Wimbledon champion Petra Kvitova opposed the grasscourt Grand Slam's decision to lift its ban on Russian and Belarusian players ahead of this year's tournament, saying she felt for Ukrainians amid Moscow's ongoing invasion of their country.
Wimbledon, the only Grand Slam to bar players from Russia and its ally Belarus, said on Friday it would allow them to compete as "neutral" athletes, reversing the ban it imposed after Moscow invaded Ukraine in February 2022.
Kvitova, a Czech who won Wimbledon titles in 2011 and 2014, said players from Russia and Belarus should also be banned from the Paris Olympics next year.
"I always state that I'm against the war. I'm just more worried about the Ukrainian people and players," Kvitova said on Friday after her Miami Open semi-final win over Sorana Cirstea.
The tournament organisers, defending what they called "an incredibly difficult decision", said they "condemn totally Russia's illegal invasion" and would bar players from expressing support for it or receiving state funding from Russia or Belarus.
Due to last year's ban, Wimbledon was stripped of its ranking points. Its organisers and Britain's Lawn Tennis Association were hit with huge fines by the WTA and ATP Tours, which govern the men's and women's games.
"I appreciate that Wimbledon had a tough time last year not giving the points (after) Belarusians and Russians didn't play," world number 12 Kvitova said.
They should not be allowed in the Olympics either, she said. "I'm still a bit on the Ukrainian side of this.
"Not in the Olympics, for sure, because I feel the Games are because we don't want a war in the world. That's my concern. I really appreciate that Wimbledon didn't take them last year."
The International Olympic Committee is to decide later on the participation of Russian and Belarusian athletes at the Paris Games.
Ukraine has threatened to boycott the Games if Russians are allowed to compete there.
Russia's Daniil Medvedev said he was relishing the opportunity to return to Wimbledon.
"I always said that I love this tournament.
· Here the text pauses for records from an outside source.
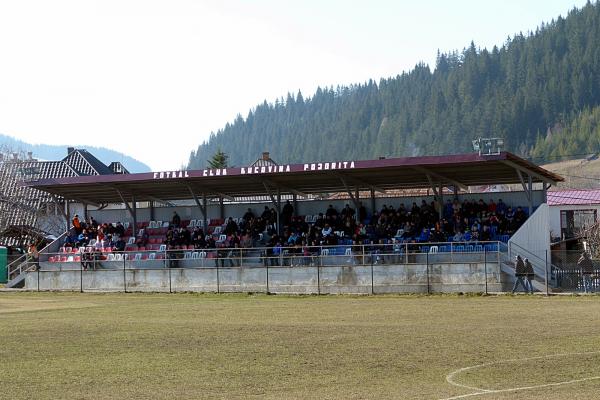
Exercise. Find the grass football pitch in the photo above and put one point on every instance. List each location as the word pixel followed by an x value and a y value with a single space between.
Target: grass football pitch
pixel 160 346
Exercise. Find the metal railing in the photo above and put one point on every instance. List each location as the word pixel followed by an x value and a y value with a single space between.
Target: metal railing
pixel 23 263
pixel 410 267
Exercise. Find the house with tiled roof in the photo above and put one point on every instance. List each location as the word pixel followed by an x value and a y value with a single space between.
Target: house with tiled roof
pixel 572 211
pixel 27 207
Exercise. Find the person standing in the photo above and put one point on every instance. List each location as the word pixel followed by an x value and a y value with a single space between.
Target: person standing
pixel 519 274
pixel 587 269
pixel 34 255
pixel 529 274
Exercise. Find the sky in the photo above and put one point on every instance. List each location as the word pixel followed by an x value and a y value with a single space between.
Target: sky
pixel 153 78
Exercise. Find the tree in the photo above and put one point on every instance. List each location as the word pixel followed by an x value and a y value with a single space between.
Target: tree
pixel 218 160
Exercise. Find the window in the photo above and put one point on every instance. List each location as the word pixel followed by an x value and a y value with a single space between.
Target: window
pixel 572 222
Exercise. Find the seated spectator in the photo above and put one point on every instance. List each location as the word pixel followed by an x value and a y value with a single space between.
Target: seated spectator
pixel 120 229
pixel 231 227
pixel 248 215
pixel 458 236
pixel 176 220
pixel 119 245
pixel 347 212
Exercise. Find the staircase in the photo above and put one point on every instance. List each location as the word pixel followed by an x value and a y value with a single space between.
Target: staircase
pixel 18 269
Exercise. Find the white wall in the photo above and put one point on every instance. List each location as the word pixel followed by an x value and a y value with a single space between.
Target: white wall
pixel 118 213
pixel 555 215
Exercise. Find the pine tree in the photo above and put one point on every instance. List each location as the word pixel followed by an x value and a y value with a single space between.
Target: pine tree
pixel 218 160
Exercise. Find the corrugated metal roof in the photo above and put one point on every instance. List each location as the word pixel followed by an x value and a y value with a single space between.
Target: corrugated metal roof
pixel 573 197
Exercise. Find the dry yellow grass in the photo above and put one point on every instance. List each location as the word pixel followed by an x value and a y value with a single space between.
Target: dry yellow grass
pixel 158 346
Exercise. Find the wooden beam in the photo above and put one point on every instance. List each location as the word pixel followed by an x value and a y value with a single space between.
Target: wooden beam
pixel 527 171
pixel 443 178
pixel 359 182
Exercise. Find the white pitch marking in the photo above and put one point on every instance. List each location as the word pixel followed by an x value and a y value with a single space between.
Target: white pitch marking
pixel 481 391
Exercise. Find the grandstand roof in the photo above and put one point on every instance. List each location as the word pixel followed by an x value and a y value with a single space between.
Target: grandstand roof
pixel 310 178
pixel 573 197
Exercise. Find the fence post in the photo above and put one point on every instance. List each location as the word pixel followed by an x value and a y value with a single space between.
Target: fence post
pixel 218 283
pixel 170 284
pixel 319 276
pixel 124 278
pixel 546 274
pixel 372 284
pixel 268 277
pixel 485 267
pixel 427 266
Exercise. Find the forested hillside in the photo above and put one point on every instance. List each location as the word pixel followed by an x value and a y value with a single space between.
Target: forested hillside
pixel 538 91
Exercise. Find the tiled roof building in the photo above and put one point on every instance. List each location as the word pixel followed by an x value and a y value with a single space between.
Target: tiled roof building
pixel 22 206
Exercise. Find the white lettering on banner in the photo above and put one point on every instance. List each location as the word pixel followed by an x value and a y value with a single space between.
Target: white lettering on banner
pixel 214 172
pixel 170 174
pixel 329 166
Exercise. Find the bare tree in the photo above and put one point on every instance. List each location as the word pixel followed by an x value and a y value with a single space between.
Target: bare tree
pixel 19 205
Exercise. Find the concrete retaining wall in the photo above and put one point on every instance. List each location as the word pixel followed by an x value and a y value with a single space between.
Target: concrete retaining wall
pixel 359 279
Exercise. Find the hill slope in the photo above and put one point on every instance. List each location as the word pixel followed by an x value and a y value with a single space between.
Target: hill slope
pixel 517 91
pixel 52 152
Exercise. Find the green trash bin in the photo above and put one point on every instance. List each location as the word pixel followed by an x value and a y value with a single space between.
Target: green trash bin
pixel 3 264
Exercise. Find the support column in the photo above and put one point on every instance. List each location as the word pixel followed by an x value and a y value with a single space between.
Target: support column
pixel 357 207
pixel 530 197
pixel 67 215
pixel 441 193
pixel 134 215
pixel 204 213
pixel 295 201
pixel 278 212
pixel 373 210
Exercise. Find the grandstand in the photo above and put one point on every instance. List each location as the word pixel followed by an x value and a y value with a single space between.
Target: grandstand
pixel 32 209
pixel 367 251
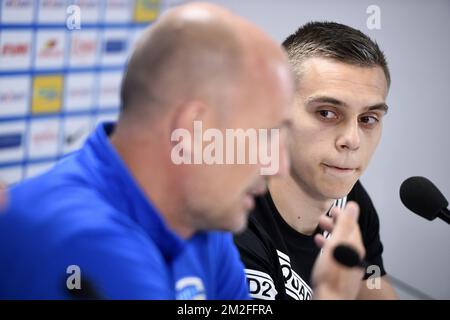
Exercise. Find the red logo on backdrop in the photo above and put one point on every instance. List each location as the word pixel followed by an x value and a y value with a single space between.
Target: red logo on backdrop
pixel 50 49
pixel 15 49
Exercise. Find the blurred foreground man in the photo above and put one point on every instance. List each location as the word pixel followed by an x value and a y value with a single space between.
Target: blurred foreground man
pixel 119 219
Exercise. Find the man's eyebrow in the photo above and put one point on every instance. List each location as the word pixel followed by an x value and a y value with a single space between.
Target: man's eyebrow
pixel 336 102
pixel 379 106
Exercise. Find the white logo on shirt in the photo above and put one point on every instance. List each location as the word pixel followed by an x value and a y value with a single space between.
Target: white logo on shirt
pixel 190 288
pixel 295 286
pixel 260 285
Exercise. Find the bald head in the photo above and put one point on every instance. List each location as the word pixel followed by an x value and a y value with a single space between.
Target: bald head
pixel 195 51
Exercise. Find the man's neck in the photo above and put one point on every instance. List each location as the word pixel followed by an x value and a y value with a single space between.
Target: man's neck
pixel 300 210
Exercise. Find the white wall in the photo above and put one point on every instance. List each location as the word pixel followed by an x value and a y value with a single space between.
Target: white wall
pixel 415 36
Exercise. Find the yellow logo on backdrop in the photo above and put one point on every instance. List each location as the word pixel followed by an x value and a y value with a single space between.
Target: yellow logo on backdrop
pixel 47 93
pixel 146 10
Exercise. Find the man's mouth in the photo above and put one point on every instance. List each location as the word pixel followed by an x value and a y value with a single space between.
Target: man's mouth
pixel 338 169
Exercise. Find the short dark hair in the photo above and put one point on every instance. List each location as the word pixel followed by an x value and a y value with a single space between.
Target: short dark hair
pixel 335 41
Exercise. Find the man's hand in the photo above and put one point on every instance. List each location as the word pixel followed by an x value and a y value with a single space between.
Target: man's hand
pixel 330 279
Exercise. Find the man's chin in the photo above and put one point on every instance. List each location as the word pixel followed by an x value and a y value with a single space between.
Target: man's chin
pixel 337 191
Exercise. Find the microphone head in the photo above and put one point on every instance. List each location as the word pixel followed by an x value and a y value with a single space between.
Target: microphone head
pixel 422 197
pixel 346 256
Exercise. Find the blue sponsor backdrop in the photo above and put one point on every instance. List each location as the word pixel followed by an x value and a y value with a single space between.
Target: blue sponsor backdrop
pixel 61 64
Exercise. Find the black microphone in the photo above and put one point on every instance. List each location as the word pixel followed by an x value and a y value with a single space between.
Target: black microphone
pixel 422 197
pixel 347 256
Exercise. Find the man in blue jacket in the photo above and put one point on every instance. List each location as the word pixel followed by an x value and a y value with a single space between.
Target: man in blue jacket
pixel 120 219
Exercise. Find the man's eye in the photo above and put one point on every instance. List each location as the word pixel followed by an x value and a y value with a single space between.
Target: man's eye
pixel 327 114
pixel 369 120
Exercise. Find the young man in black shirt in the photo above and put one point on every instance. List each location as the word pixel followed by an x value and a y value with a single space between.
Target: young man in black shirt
pixel 342 84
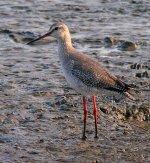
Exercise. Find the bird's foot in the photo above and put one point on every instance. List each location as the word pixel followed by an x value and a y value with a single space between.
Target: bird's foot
pixel 96 137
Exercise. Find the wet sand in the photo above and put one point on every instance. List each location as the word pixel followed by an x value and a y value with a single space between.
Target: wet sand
pixel 41 117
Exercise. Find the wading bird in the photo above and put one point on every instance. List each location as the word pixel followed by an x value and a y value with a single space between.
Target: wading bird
pixel 84 74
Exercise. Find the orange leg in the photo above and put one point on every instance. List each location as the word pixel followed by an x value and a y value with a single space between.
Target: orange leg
pixel 95 114
pixel 85 117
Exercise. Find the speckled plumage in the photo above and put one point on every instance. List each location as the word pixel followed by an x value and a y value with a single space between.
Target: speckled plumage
pixel 84 74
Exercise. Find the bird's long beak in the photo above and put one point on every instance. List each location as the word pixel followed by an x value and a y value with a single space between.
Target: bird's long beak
pixel 45 35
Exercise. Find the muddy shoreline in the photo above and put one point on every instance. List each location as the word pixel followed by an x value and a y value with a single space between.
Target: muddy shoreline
pixel 41 117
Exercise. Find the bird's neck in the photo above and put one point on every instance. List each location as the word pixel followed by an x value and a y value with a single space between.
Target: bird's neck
pixel 64 46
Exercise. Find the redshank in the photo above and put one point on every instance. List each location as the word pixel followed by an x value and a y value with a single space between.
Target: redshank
pixel 84 74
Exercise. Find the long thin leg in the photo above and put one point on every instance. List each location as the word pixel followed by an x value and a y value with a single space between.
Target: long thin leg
pixel 85 117
pixel 95 114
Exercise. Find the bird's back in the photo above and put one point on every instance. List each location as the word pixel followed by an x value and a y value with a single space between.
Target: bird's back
pixel 87 75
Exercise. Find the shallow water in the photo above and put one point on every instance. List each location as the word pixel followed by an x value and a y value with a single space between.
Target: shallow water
pixel 40 115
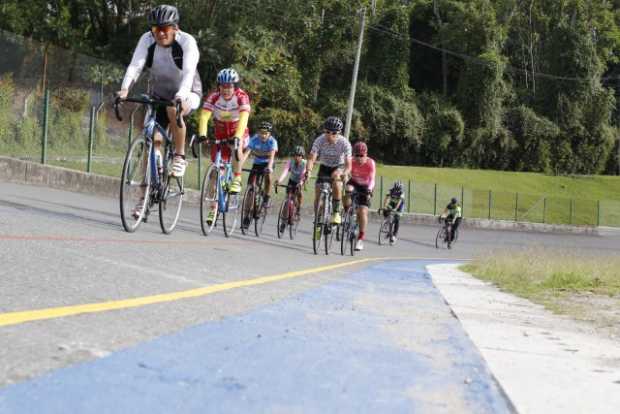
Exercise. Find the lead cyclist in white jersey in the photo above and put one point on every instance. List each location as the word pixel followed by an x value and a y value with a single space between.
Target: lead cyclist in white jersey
pixel 172 58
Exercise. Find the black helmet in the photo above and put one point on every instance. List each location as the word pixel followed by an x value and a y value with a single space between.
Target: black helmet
pixel 333 124
pixel 163 15
pixel 266 126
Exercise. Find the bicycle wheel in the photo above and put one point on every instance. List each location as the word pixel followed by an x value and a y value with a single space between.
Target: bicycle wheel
pixel 209 199
pixel 346 222
pixel 318 223
pixel 135 185
pixel 231 215
pixel 384 232
pixel 294 219
pixel 352 238
pixel 282 218
pixel 171 197
pixel 247 209
pixel 330 229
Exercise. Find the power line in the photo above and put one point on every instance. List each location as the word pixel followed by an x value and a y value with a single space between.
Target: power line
pixel 474 59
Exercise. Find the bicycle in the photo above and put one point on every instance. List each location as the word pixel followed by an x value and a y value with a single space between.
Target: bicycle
pixel 350 226
pixel 214 188
pixel 386 231
pixel 443 235
pixel 322 225
pixel 289 214
pixel 253 207
pixel 145 179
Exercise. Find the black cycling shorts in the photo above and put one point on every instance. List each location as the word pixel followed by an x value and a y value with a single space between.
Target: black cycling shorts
pixel 361 194
pixel 325 173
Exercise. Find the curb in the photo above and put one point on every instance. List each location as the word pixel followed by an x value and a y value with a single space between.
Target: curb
pixel 27 172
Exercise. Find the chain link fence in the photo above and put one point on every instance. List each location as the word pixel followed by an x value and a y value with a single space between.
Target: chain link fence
pixel 55 108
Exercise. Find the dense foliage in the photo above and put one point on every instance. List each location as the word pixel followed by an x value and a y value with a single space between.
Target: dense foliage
pixel 506 84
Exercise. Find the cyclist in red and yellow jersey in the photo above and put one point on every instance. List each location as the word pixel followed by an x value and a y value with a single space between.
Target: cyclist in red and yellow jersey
pixel 230 108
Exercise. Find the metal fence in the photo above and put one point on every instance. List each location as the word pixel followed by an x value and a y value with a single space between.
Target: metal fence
pixel 54 108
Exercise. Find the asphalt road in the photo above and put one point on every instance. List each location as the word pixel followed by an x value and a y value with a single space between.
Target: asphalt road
pixel 59 250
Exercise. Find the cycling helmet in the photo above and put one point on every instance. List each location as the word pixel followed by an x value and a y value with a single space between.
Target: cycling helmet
pixel 360 149
pixel 333 124
pixel 228 75
pixel 299 150
pixel 397 188
pixel 163 15
pixel 265 126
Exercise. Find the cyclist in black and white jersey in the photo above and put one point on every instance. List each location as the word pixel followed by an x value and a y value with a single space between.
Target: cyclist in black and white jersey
pixel 172 58
pixel 334 152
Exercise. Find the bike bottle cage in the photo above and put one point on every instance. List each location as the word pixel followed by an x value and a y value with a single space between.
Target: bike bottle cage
pixel 177 55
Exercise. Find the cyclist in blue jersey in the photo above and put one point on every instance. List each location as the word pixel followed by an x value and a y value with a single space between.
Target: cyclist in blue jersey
pixel 264 147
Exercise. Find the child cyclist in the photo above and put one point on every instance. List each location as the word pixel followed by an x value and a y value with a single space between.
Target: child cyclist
pixel 394 201
pixel 296 167
pixel 263 146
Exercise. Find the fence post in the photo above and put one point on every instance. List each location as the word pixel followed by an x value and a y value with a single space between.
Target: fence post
pixel 409 196
pixel 91 138
pixel 490 201
pixel 46 104
pixel 199 165
pixel 516 206
pixel 435 201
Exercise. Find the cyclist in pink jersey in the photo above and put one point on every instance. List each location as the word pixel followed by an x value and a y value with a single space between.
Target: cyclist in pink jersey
pixel 362 182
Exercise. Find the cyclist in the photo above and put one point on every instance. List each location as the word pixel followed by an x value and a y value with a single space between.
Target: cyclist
pixel 363 183
pixel 452 214
pixel 296 167
pixel 263 146
pixel 230 108
pixel 171 57
pixel 333 150
pixel 394 201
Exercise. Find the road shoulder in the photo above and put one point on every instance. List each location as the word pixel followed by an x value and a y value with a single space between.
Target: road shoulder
pixel 546 363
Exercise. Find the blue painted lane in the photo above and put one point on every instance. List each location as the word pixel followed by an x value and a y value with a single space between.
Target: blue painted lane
pixel 380 340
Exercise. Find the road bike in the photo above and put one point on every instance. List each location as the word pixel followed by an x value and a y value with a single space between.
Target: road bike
pixel 350 226
pixel 253 207
pixel 443 235
pixel 289 214
pixel 146 178
pixel 322 226
pixel 214 192
pixel 386 231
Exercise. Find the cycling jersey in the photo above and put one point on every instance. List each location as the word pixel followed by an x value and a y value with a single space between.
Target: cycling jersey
pixel 454 210
pixel 332 155
pixel 227 114
pixel 296 170
pixel 168 79
pixel 363 174
pixel 261 149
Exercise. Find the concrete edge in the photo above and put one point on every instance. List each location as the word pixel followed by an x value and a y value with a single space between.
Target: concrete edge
pixel 28 172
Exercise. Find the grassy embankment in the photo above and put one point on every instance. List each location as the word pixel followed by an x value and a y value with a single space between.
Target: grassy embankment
pixel 563 281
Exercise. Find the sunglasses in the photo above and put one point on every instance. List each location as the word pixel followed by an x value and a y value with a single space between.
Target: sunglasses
pixel 162 29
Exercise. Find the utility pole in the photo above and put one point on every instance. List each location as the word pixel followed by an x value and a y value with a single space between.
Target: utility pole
pixel 347 128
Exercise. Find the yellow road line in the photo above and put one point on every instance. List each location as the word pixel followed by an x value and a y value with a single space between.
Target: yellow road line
pixel 15 318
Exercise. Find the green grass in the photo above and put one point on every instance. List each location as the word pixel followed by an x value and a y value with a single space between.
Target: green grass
pixel 528 197
pixel 549 277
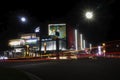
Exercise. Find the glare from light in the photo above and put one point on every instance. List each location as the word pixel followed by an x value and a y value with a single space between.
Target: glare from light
pixel 89 15
pixel 23 19
pixel 76 41
pixel 99 50
pixel 81 41
pixel 84 44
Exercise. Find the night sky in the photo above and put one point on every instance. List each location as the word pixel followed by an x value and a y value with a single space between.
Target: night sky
pixel 104 27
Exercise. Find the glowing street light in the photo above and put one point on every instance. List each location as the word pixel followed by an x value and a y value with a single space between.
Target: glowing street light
pixel 89 15
pixel 23 19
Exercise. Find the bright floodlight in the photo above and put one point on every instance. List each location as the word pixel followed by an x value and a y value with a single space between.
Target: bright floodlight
pixel 89 15
pixel 23 19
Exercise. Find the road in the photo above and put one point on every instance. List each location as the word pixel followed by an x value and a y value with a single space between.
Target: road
pixel 86 69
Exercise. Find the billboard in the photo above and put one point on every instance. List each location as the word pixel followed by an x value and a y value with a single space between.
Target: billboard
pixel 58 30
pixel 28 36
pixel 16 42
pixel 31 41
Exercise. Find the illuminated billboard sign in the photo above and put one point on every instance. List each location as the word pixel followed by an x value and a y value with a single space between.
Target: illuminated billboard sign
pixel 58 30
pixel 31 41
pixel 16 42
pixel 28 36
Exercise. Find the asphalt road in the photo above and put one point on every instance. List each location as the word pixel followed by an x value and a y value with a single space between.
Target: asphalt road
pixel 82 69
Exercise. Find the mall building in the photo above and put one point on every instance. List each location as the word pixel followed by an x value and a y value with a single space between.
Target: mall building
pixel 60 37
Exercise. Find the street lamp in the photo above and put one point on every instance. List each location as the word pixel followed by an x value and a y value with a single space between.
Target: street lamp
pixel 23 19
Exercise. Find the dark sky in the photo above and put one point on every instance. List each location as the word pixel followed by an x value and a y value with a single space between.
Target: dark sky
pixel 104 26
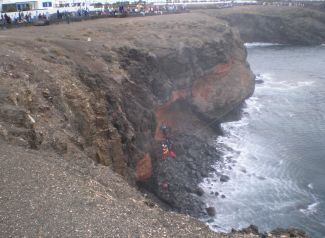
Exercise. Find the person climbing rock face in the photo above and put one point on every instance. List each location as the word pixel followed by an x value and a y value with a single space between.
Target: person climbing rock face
pixel 166 152
pixel 164 129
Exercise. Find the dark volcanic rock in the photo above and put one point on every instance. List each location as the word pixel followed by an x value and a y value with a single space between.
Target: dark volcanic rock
pixel 211 211
pixel 224 178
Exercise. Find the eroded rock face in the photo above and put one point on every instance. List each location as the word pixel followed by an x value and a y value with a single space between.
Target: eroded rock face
pixel 107 98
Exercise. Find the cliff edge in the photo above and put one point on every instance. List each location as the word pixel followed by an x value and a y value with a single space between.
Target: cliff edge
pixel 276 24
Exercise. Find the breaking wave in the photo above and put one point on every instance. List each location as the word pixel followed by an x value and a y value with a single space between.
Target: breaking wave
pixel 260 44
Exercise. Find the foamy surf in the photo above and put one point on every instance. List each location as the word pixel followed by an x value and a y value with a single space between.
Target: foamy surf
pixel 259 44
pixel 311 209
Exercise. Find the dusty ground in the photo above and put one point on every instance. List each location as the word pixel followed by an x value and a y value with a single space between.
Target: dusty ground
pixel 43 195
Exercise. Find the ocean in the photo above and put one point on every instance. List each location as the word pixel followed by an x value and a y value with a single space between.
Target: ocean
pixel 275 154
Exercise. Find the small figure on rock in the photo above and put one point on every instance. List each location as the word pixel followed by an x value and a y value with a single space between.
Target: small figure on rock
pixel 166 152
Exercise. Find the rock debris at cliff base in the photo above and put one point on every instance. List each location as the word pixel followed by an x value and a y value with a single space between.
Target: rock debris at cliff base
pixel 67 103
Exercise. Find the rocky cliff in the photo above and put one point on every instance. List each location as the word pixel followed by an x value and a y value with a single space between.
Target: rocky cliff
pixel 276 24
pixel 100 91
pixel 103 89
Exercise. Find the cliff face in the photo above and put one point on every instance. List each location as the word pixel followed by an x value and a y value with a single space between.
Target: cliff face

It's the only Grand Slam, which is surprising when we have Roland Garros, that I didn't make quarter-finals yet, and I want to do better," said Medvedev, who has previously called for peace.
"I had some tough losses there. I want to try to turn this around. It's a beautiful tournament, beautiful Grand Slam. I'm really happy I'm going to be able to play there this year."
Medvedev said he was unsure how the British crowd would react to his presence.
"I cannot control it, but I will be happy to play there in front of all the people," he said. "Hopefully on big courts. Hopefully have some big, amazing matches."